Opis źródła:
Fragment wspomnień Zdzisława J. Zielińskiego, ur. 1929 r. we Lwowie (obecnie w Ukrainie), fotografa, współzałożyciela Towarzystwa Miłośników Lwowa we Wrocławiu w 1988 r. Opowiada o przesiedleniu lwowiaków w nowe granice Polski.
Miejsce wydania:
Zdzisław J. Zieliński, Repatrianci, repatrianci, w: Skąd my tu? Wspomnienia repatriantów, red. K. Tyszkowska, Wrocław 2008, s. 221-226.
Tekst źródła:
Repatrianci, repatriacja, repatriować – już same te podstawowe terminy stwarzają wiele zasadniczych różnic i nieporozumień. Bo jeżeli „patria” to ojczyzna, to jakże nazwać repatriantem człowieka z Wilna i Lwowa – przecież oni urodzili się w Polsce i przyjeżdżają o Polski? […] Pod koniec surowej zimy, w lutym 1945 roku, dowiedzieliśmy się o konferencji jałtańskiej i jej wynikach. Mimo tak istotnego obrotu spraw oficjalnych nacisków nie było nadal, wszak byliśmy wciąż sojusznikami […]. Zdarzały się naciski, ale nieoficjalne. „Kiedy wyjeżdżacie?” – to pytanie zadawali nam często zarówno miejscowi Ukraińcy, jak i przyjezdni Rosjanie. Po prostu czekali na nasze mieszkania… Niektórzy nie pytali i nie czekali, ale żądali i brali. Kiedy jakiś enkawudzista lub wysoko partyjny zagiął parol na wygodą kwartirę[1] – nie było rady, trzeba było pakować manatki. […] A jednak ludzie zostawali i to w niemałej liczbie. We Lwowie np. jest ich obecnie 70 000, a na całych Kresach setki tysięcy – około miliona […] A zostawali z różnych powodów. A to, bo starych drzew się nie przesadza, a to czekali na powrót bliskich wywiezionych, a to nie chcieli zostawić domku z ogródkiem – dorobku całego pracowitego i oszczędnego życia, czy wreszcie nie chcieli zostawić grobów bliskich. […] Przygotowania do podróży trwały. Sprzedawaliśmy meble. U sołdatów wymieniało się ruble na złote. Kupowało się też żywność na drogę, przeważnie amerykańskie konserwy. […] Do dziś pamiętam ich smak, choć przecież niejedno się później jadło… […] Przez całą też noc zjeżdżali się [na stację] ludzie z miasta. Grupowaliśmy się według przynależności wagonowej. Gdzieniegdzie palono ogniska, pachniały zwiędłe liście, nikt prawie nie spał. […] Następny dzień również schodzi na czekaniu. Poznajemy skład osobowy naszego wagonu: 19 osób, w tym dwoje dzieci i pies. Bagażu jeszcze więcej… Pociąg podstawiono wreszcie przed wieczorem. […] Kiedy pociąg wreszcie ruszył, dało się słyszeć stłumione łkania, westchnienia i okrzyki pożegnania. […] Kończył się dzień 23 listopada 1945 roku. Ruszyliśmy na dobre w nocy, aby nad ranem być na granicy. Pociąg zwalniał, przystawał, czekał. Wówczas dzieci przy torze pytały: „Dokąd jedziecie?” – „Do Polski!” – „A skąd jedziecie?” – „Z Polski!”

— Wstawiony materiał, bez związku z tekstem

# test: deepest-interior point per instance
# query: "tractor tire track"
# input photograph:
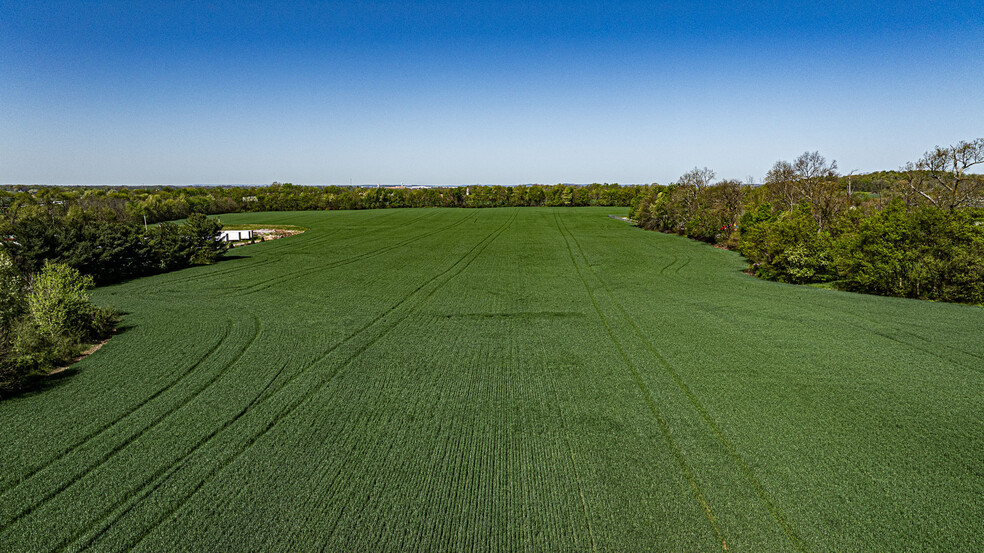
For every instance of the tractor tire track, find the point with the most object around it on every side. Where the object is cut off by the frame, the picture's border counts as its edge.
(737, 458)
(664, 427)
(265, 284)
(109, 425)
(118, 448)
(268, 392)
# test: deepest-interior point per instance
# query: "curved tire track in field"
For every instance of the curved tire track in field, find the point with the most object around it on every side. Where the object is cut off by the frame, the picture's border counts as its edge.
(95, 433)
(740, 462)
(486, 241)
(312, 242)
(88, 535)
(268, 391)
(118, 448)
(664, 427)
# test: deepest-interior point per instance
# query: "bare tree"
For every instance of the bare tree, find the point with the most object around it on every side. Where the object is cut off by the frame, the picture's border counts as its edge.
(940, 176)
(809, 177)
(780, 184)
(698, 178)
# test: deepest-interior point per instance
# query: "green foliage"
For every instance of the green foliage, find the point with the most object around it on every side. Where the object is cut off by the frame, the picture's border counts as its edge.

Okazało się wkrótce, że mamy w wagonie ponad liczbowego pasażera, który musiał ze Lwowa wyjechać nieoficjalnie, ale za to szybko. Schowaliśmy go za wanną pełna mąki. […] Granica! I znowu łzy, ciężkie, tłumione westchnienia. Tak jakoś spontanicznie gruchnęła pieśń: „Nie rzucim ziemi skąd nasz ród…!” Konopnickiej, tej, co to na Cmentarzu Łyczakowskim… W innych wagonach też śpiewano. Jeszcze trochę i stanęliśmy na dworcu przemyskim. Byliśmy wśród swoich – tu wszyscy mówili po polsku i to nawet z lwowskim akcentem. […] Tu pierwsze spotkanie z funkcjonariuszami Państwowego Urzędu repatriacyjnego, czyli PUR. Jakieś formalności, jakiś chleb i czarna kawa. […] W nocy w czasie postoju na stacji dały się słyszeć jakieś hałasy, pijackie krzyki i łomot zamykanych drzwi. To żołnierze radzieccy nawiedzali wagony, usiłując wejść do środka pod pozorem handlu i wymiany. […] Na szczęście nie strzelali. Siedzieliśmy w wagonie jak w zamkniętej twierdzy. Dzięki postojom do Krakowa dojechaliśmy 27 listopada nad ranem. Powitał nas tam śnieg! […] wrażenie robiło całe miasto. Normalny ruch, oświetlone ulice, na wystawach jak przed wojną. Z zazdrością patrzyłem na rówieśników, a szczególnie na rówieśniczki, rozśmiane, swobodne dziewczęta z teczkami i tarczami szkolnymi na rękawach. Był to przedsmak normalnego życia, normalnej nauki, normalnego jedzenia. Czy tak też będzie w dalekim, nieznanym, zniszczonym Wrocławiu…?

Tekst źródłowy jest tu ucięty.